Sketch-of-Thought: Efficient LLM Reasoning with Adaptive Cognitive-Inspired Sketching
This addresses efficiency issues in LLM reasoning for users needing faster, less resource-intensive processing, though it is incremental as it builds on existing prompting methods.
The paper tackles the problem of excessive verbosity and computational overhead in Chain-of-Thought prompting for LLMs by proposing Sketch-of-Thought, a framework that reduces token usage by up to 84% across 18 reasoning datasets while maintaining or improving accuracy.
Recent advances in large language models (LLMs) have enabled strong reasoning capabilities through Chain-of-Thought (CoT) prompting, which elicits step-by-step problem solving, but often at the cost of excessive verbosity in intermediate outputs, leading to increased computational overhead.

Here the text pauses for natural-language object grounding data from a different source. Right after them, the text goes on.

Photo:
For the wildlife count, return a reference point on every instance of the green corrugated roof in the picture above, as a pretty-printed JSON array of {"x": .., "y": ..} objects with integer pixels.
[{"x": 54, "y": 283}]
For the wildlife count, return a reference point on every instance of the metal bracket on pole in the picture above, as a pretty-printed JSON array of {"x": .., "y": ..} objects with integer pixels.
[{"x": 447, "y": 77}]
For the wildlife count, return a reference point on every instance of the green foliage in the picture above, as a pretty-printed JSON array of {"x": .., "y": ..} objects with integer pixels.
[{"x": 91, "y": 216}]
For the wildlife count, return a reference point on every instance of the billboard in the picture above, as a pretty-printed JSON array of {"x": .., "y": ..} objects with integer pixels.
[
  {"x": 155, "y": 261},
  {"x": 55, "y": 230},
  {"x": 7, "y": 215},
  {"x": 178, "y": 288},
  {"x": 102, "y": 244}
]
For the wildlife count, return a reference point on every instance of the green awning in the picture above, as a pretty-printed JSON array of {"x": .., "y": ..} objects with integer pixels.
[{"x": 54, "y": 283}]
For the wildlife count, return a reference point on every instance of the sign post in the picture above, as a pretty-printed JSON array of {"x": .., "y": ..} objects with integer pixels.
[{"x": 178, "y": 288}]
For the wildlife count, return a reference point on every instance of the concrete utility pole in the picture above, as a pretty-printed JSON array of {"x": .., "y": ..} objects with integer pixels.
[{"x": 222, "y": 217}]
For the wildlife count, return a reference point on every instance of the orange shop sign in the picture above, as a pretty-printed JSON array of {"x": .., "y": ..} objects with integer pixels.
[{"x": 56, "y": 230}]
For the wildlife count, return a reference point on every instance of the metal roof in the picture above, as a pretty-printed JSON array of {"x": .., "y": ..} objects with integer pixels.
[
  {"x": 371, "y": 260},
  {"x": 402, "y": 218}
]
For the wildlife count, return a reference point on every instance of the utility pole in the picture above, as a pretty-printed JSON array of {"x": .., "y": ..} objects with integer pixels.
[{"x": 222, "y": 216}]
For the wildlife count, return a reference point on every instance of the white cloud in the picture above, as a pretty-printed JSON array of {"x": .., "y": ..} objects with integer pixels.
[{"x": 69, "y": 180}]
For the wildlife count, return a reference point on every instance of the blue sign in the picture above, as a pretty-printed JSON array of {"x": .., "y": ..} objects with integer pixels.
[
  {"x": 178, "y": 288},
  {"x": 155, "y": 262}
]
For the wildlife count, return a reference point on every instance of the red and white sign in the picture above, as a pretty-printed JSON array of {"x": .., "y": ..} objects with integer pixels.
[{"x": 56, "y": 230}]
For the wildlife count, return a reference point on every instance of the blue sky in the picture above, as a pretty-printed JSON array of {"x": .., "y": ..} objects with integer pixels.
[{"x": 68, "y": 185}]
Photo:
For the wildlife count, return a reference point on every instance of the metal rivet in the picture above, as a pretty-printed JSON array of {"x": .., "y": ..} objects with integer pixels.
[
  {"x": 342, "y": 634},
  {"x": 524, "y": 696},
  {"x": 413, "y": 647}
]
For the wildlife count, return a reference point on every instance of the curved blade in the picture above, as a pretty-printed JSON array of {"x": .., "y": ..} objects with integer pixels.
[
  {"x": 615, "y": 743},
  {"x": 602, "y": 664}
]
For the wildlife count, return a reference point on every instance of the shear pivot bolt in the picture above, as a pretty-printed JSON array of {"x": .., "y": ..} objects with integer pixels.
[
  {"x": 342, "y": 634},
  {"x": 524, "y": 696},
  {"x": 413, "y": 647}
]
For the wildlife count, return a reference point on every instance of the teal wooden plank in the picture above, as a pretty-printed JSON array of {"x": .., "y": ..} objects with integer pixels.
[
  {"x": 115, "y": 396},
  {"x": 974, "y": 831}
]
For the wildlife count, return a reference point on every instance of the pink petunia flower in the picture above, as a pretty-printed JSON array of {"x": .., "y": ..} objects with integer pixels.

We propose Sketch-of-Thought (SoT), a prompting framework that integrates cognitively inspired reasoning paradigms with linguistic constraints to reduce token usage while preserving reasoning accuracy. SoT is designed as a flexible, modular approach and is instantiated with three paradigms--Conceptual Chaining, Chunked Symbolism, and Expert Lexicons--each tailored to distinct reasoning tasks and selected dynamically at test-time by a lightweight routing model. Across 18 reasoning datasets spanning multiple domains, languages, and modalities, SoT achieves token reductions of up to 84% with minimal accuracy loss. In tasks such as mathematical and multi-hop reasoning, it even improves accuracy while shortening outputs.